Short answer yes. Published papers are an international currency. If your CV is competitive on that front, everything else (recommendation letters and time at a smaller, lesser known university) doesn’t matter that much. When I was in grad school I was told that search committees didn’t always want to pay to fly somebody in from another country for an interview, but if that was ever true it is not true now. (Jeremy adds: I doubt that was ever true and it certainly hasn’t been true for a long time.
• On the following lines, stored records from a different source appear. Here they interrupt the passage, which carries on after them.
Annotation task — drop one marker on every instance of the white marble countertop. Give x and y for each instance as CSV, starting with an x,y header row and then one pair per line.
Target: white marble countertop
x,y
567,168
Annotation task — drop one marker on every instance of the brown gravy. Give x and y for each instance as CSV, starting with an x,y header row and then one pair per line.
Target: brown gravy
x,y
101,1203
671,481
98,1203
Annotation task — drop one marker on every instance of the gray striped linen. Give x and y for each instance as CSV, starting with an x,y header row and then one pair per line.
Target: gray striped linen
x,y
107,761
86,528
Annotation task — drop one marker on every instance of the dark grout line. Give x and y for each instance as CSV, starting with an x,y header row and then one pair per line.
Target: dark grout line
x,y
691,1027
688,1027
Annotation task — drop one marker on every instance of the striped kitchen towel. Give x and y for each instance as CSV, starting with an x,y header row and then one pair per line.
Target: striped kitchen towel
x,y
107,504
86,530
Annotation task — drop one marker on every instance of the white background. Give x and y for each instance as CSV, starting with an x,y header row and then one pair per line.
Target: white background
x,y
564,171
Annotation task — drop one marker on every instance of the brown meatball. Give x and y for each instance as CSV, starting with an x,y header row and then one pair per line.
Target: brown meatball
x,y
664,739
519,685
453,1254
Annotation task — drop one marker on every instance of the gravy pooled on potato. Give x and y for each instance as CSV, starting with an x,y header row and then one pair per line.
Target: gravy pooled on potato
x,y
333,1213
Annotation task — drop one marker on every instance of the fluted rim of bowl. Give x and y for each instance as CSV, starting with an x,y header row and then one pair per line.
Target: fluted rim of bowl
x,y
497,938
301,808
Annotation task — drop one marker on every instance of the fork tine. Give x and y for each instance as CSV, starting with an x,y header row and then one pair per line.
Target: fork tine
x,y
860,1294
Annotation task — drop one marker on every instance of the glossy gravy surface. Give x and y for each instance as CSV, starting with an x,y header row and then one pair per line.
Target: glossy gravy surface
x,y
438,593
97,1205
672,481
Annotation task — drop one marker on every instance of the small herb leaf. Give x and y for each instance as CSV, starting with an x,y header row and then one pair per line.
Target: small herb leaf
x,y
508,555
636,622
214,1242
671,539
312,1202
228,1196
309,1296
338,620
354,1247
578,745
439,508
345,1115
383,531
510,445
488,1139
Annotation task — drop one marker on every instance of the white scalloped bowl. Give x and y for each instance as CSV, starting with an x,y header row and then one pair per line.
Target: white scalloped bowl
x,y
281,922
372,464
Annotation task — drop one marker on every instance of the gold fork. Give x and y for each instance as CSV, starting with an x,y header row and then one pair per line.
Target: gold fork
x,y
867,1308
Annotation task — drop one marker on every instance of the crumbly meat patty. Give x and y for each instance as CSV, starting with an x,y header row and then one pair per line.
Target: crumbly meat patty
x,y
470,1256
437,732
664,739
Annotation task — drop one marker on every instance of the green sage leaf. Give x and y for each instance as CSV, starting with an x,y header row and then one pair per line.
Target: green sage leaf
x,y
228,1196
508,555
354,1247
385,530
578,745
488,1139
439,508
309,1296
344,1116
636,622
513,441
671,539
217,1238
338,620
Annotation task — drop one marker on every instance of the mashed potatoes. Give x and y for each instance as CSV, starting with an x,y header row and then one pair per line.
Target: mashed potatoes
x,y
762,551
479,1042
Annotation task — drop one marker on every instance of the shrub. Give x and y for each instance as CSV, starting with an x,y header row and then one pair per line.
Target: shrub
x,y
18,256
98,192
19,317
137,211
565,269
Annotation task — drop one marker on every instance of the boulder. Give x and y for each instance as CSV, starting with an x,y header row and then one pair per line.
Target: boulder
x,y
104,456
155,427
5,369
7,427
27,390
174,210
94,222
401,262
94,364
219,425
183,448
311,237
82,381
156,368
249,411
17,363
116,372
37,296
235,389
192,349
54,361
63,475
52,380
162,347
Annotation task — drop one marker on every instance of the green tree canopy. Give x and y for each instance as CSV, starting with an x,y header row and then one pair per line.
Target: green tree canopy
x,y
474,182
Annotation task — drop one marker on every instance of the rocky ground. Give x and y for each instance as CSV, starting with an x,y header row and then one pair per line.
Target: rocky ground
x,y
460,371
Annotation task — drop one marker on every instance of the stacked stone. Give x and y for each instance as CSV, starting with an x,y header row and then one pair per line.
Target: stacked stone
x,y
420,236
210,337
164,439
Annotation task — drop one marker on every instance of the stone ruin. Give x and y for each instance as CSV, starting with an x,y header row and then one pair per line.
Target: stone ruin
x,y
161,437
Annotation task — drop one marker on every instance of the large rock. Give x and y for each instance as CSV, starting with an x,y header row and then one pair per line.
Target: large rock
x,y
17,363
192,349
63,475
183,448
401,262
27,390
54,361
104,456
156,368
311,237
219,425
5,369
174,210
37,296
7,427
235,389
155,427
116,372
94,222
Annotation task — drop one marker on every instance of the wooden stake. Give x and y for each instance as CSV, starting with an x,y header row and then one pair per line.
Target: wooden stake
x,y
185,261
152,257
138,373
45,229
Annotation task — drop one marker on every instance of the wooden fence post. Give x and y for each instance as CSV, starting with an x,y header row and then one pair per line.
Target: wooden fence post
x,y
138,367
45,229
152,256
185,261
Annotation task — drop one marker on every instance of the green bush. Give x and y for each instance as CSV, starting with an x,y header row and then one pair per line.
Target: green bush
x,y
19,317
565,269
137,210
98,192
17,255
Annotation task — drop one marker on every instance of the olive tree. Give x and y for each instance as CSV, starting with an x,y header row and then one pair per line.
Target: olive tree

I got flown in for a bunch of interviews in N. America while I was a postdoc in the UK.) A typical R1 position has $1,000,000 invested in a faculty member by the time they get tenure, saving $1000 on a plane ticket is not a good investment. Some other academic fields (e.g. economics) are very much credential based (it really matters where you did your PhD and who your adviser was). But in ecology, if you’re publishing a good number of papers in internationally competitive journals, you will be competitive for a job. If you’re publishing those papers, you’re also probably getting invites to working groups, workshops, speaking engagements etc and able to build international connections which can help.
Of course how feasible it is to publish regularly in international journals at a school with less resources and possibly other demands on your time may vary, for which see the series of 6 blog posts linked to in Jeremy’s last sentence.